Rich physicians and wealthy physicians are where they are because of priorities. The rich are focused on income and accumulating non-productive assets with this income—the rich work for their money. The wealthy physicians are more interested in net worth, not income.

This contrast in priorities directly impacts the two groups’ approaches to income and expenses.

For the rich, it’s a classic case of the tail wagging the dog – the tail being their expenses and the dog is their jobs. The rich work for their money, which is risky because they rely on the active income that’s limited to the hours in the day. This income can stop at any time – like when a physician is incapacitated for one reason or another.

The wealthy are more interested in passive income – income that works for them. They want their money to work for them 24-7.

In order to accomplish that, the wealthy physician’s attitude towards money is much different than the rich physician:

The wealthy physician isn’t seeking a higher income to buy more toys. They’re seeking a higher income so they can allocate more assets towards productive investments.

Higher-income, coupled with lower expenses, results in a bigger war chest for investing in passive investments that will grow exponentially over time, as we described above.

It’s easy to spot the rich physicians: They have the biggest houses, the most expensive cars, the nicest clothes, etc.
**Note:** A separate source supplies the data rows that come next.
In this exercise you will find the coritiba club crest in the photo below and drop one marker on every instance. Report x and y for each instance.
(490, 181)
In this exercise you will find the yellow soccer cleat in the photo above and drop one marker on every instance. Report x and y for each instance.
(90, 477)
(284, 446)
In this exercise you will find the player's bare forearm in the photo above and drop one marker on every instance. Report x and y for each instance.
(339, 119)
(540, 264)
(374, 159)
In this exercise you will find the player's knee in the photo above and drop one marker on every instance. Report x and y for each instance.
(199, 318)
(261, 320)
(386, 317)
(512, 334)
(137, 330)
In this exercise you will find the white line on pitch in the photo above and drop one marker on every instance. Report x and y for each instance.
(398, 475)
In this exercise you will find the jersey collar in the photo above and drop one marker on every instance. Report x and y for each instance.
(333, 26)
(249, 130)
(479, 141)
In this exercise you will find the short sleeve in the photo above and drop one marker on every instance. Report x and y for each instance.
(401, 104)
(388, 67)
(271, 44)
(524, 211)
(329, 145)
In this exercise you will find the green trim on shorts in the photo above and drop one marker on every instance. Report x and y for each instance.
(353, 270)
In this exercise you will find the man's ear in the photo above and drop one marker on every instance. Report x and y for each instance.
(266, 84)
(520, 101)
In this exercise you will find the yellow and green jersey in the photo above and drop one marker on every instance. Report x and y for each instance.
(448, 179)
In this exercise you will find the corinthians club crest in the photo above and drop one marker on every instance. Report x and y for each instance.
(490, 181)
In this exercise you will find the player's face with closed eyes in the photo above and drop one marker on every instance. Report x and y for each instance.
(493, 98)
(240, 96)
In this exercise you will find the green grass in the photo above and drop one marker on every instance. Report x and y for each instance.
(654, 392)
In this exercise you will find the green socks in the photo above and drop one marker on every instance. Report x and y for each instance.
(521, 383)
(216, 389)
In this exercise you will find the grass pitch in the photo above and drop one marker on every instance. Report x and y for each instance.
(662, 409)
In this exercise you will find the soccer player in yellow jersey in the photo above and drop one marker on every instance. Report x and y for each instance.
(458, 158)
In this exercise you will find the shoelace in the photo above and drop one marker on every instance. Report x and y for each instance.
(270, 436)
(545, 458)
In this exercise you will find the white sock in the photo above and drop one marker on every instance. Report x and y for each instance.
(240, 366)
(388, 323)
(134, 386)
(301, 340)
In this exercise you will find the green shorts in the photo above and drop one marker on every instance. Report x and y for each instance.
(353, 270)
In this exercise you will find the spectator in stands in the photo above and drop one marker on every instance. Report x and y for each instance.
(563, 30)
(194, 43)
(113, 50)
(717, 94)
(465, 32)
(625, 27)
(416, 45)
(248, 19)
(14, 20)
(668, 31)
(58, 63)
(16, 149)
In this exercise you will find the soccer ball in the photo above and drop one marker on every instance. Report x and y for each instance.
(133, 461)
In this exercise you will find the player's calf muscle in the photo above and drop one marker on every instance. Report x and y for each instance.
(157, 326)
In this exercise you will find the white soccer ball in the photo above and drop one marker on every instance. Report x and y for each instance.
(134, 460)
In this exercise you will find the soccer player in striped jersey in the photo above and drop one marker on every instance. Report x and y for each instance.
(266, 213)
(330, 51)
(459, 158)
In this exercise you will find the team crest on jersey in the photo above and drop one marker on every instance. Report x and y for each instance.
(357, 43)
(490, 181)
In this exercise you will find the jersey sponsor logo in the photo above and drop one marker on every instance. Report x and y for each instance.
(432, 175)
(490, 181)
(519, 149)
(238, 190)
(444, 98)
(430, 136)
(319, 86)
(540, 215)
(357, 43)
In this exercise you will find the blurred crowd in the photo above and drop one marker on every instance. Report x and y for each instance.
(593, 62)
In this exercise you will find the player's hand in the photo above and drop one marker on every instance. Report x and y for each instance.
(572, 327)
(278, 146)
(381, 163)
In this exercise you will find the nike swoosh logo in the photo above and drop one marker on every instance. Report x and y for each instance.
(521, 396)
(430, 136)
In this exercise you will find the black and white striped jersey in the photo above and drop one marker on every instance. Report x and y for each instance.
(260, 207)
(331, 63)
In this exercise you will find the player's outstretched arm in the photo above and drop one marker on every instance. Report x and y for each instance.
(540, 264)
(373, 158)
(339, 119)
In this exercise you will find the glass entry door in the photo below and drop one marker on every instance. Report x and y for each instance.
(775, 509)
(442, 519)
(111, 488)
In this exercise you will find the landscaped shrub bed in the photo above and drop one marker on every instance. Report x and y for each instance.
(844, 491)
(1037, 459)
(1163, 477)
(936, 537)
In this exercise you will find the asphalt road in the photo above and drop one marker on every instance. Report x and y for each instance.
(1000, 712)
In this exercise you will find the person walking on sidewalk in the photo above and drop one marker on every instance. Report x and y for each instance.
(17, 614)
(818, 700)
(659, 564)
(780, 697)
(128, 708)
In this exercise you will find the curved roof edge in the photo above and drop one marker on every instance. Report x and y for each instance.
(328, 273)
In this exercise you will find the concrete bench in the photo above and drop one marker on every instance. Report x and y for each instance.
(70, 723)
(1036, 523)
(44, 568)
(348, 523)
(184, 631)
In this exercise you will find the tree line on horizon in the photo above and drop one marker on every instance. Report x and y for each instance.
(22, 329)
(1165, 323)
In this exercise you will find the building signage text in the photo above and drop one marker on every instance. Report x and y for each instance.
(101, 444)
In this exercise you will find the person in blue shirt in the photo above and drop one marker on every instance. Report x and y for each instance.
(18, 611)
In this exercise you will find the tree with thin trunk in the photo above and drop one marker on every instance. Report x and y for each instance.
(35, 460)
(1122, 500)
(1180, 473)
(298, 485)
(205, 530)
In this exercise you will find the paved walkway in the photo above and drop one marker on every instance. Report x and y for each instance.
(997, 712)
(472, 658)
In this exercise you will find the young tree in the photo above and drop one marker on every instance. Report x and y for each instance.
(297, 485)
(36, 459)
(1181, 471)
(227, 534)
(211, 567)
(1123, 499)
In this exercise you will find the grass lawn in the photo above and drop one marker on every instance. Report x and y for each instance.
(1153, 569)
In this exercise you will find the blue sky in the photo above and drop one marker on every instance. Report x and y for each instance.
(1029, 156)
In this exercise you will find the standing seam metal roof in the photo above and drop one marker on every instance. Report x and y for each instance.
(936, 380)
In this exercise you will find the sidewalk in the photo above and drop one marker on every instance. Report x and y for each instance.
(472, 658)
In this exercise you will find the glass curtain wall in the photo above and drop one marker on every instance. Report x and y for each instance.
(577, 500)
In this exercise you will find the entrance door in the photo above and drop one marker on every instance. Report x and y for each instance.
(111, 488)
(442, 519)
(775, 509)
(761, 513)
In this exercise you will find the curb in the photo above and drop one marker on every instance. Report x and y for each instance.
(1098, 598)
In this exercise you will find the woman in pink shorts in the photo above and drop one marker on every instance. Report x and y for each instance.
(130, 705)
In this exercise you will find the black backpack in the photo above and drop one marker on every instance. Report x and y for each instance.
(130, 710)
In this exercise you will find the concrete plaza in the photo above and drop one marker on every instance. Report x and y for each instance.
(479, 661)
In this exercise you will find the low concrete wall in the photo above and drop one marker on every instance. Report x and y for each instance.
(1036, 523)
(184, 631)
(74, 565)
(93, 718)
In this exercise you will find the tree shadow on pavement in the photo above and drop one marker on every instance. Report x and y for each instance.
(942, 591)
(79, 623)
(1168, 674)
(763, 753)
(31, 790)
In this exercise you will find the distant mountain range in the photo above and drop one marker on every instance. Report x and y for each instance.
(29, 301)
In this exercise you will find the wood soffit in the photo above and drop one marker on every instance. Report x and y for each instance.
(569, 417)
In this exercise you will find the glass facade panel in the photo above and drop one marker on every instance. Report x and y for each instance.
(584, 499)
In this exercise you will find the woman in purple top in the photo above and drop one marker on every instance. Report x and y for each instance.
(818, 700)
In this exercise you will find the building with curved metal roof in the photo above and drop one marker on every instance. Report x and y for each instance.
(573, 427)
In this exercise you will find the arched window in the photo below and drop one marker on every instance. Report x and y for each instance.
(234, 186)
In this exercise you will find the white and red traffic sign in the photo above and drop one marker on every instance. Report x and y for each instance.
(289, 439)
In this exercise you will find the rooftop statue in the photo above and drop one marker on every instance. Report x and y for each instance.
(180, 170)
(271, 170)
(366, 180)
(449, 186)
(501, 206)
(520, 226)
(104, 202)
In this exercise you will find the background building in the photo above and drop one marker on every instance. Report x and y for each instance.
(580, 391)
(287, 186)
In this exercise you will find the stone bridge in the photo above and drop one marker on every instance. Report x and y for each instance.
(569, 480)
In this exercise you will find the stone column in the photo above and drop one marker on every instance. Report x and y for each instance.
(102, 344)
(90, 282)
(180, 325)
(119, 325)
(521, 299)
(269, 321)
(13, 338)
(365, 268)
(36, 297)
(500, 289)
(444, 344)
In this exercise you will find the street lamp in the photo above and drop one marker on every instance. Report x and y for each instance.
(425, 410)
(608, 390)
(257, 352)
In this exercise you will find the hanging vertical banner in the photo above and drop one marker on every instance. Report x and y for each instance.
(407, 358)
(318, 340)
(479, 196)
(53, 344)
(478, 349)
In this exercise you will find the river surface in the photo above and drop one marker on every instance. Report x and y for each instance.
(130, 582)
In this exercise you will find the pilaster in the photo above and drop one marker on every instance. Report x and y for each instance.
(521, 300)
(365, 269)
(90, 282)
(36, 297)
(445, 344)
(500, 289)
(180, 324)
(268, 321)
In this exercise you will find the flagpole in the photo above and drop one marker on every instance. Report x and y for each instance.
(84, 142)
It’s not so easy to spot the wealthy physician: They are content with a 3,000 square foot home instead of a 6,000 square foot home. A mid-priced sedan suits them just fine. They don’t need the $120,000 Mercedes. They prefer to put their money where that money will pay them back. That’s why they save up to invest in passive investments.

Passive income providing regular distributions is the key to building wealth.

The wealthy physician established a wealth machine where cash distributions are reinvested to boost future distributions that will once again be reinvested and so on, and so on.

They reduce their liabilities and do whatever it takes to free up capital to throw into this wealth machine.

The only way for cash-poor physicians to get out of the clock-punching cycle is to follow the example of the wealthy physicians who reduce their expenses as a vital part of their investment strategy and not just to have more money to put under the mattress.

The wealthy also have a goal to increase income, but the type of income they’re after isn’t limited to the hours in the day.

Passive income doesn’t sleep. It’s generated 24-7 and, if invested in the right assets, continues to pay even during downturns.